Grenzenlos über Stock und Stein
Wanderer und Radler können ab Mai mithilfe einer neuen Karte Wege in drei Ländern erkunden. Einzige Bedingung – der Ausweis gehört in den Rucksack.
Als vor etwa zehn Jahren kurz hinter der deutsch-polnischen Grenze bei Ostritz ein polnisch-tschechischer Grenzübergang eröffnet wurde, starteten die Neißestädter einen kleinen Wettbewerb. Wer ist schneller über zwei Grenzen im tschechischen Andelka – die Wanderer auf den neuen kurzen Wegen oder ein Auto, dessen Umweg über den nächsten Straßengrenzübergang im 20 Kilometer entfernten Zittau führt? „Die Fußgänger waren schneller“, erinnert sich Josefine Schmacht, die mitwanderte.
Immer wieder haben sie und ihr Mann Gerold seitdem die Gegend jenseits der Neiße erkundet. Deshalb kann Michael Schlitt, Direktor des Internationalen Begegnungszentrums St. Marienthal (IBZ) bei Ostritz heute guten Gewissens behaupten: „Alle Routen auf unserer Wanderkarte sind getestet.“ Schlitt ist Herausgeber des in dieser Form einmaligen Werkes. Wichtigstes Utensil neben Karte und Stock ist der Ausweis – ohne den geht’s über keine Grenze.

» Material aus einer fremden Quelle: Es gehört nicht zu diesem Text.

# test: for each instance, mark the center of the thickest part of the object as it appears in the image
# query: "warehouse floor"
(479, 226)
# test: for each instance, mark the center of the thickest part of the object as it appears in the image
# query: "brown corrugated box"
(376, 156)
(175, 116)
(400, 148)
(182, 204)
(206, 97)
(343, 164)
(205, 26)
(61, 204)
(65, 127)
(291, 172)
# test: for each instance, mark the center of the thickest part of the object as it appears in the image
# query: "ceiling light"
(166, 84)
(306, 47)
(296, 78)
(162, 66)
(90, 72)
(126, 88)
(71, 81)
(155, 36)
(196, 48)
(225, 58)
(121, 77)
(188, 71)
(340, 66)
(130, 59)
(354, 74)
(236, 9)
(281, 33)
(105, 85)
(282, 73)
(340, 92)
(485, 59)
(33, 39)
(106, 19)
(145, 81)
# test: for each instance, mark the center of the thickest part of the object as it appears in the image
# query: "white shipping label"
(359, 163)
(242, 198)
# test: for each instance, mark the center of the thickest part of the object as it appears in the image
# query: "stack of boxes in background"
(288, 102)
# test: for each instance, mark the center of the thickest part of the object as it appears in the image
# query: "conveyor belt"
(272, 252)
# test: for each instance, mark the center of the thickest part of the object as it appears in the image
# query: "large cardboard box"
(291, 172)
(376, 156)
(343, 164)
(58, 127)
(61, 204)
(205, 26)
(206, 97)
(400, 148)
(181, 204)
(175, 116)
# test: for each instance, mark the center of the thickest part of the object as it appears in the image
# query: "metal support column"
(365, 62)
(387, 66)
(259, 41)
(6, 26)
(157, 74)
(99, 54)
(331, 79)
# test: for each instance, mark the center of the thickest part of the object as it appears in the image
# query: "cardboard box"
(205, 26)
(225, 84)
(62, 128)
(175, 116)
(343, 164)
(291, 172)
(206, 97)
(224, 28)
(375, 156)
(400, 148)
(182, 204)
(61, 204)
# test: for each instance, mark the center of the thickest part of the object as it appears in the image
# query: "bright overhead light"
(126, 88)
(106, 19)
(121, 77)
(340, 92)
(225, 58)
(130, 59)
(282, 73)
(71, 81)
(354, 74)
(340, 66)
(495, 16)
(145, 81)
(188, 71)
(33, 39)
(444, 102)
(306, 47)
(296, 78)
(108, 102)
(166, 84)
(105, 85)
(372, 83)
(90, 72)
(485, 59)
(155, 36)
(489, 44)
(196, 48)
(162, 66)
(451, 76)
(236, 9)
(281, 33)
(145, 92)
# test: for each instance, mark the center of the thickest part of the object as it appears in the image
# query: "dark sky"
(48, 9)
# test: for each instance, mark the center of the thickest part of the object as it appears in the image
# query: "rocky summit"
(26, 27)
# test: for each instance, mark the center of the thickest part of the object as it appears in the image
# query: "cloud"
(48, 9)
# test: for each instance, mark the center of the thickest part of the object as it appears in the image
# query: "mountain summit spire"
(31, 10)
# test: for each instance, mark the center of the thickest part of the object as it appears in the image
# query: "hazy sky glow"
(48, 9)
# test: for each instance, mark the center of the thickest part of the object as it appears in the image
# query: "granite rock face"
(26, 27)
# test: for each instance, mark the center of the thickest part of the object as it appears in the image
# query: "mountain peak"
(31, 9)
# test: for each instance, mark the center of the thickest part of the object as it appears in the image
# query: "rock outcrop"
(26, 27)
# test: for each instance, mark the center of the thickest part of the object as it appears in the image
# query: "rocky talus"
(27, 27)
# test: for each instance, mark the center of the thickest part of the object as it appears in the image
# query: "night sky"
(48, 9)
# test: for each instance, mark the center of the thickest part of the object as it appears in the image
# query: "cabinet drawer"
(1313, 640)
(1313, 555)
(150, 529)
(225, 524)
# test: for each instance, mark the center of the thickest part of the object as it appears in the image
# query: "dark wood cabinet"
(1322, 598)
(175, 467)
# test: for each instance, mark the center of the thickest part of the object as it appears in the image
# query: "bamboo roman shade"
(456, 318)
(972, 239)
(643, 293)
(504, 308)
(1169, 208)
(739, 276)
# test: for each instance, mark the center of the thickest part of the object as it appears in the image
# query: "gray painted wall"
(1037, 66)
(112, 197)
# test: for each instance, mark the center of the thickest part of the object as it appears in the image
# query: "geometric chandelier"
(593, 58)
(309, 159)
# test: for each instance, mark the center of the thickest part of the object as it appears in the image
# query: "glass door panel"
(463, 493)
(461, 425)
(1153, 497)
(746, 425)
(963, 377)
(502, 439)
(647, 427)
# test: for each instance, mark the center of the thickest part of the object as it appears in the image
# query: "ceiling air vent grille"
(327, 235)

Sechs Monate haben Experten an der Karte gearbeitet. Ihre Geschichte reicht aber eigentlich sogar mehr als sechs Jahre zurück. Die Wanderkarte ist das erste verwirklichte Vorhaben zur Weiterentwicklung der energie-ökologischen Modellstadt Ostritz – St. Marienthal. Begonnen hatte alles als dezentrales Projekt der Expo 2000 in Hannover. Ziel war es, den Energiebedarf der Stadt durch erneuerbare Energiequellen zu decken. Dazu wurden ein Biomasse-Heizkraftwerk und ein Wasserkraftwerk errichtet. Seit drei Jahren wird an der Modellstadt in 18 weiteren Projekten geplant – eins davon ist die Wanderkarte.
Start und Ziel jeder Route ist das Kloster St. Marienthal an der Neiße. Von hier aus können die Wanderer in alle vier Himmelsrichtungen aufbrechen. Zum Beispiel in vier Stunden auf dem 14 Kilometer langen „Poetenweg“ die polnische Gegend um Krzewina (Grunau) und Bratkow (Blumberg) erkunden. Andere Touren – je nach Kondition von einer bis zu acht Stunden lang – führen zum Berzdorfer See, an den polnischen Witka-Stausee oder hinein ins Tschechische eben nach Andelka (Engelsdorf) und Visnova (Weigsdorf). Sechs der zwölf Routen sind dabei als reine Radstrecken ausgewiesen.
Erhältlich ist die neue Wanderkarte für vier Euro ab 7.Mai im Buchhandel sowie im Kloster selbst.